On the heels of this NLRB decision, Administrative Law Judge Clifford H. Anderson ruled against EchoStar Corporation, in a similar case involving the restriction of employees making critical comments about the company on social media sites. The EchoStar policy broadly banned employees from “disparaging” comments and accessing social media sites with company resources on company time. In the ruling Judge Anderson found that an employee would reasonably interrupt “disparaging” as interference with Section 7 protected activities. As well, the ban on accessing social media sites on “company time,” was too all-encompassing and could include smart phones and employee’s personal time such as breaks and lunch.
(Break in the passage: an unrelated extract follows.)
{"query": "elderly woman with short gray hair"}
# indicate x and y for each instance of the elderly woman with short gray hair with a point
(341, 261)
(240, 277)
In the Costco case, the NLRB cited the fact Costco’s policy contained no savings clause protecting Section 7 activities, suggesting that the decision might have been different if such a clause had been included. However, EchoStar did have a savings clause included in their employee handbook, which Judge Anderson did not think would counteract the language in the EchoStar policy. So, this begs the question: what are savings clauses and are they helpful in protecting employers carefully developed policies and procedures? It is a subject worth exploring. We will discuss savings clauses on Friday in relation to these cases and your own electronic communication policy. However, what we take away from these recent decisions is again, social media policies need to be clear and concise. Overbroad generalizations make policies vague and leave too much for interpretation, and it is obvious from these rulings that broad social media and electronic communications policies will fail in front of the NLRB.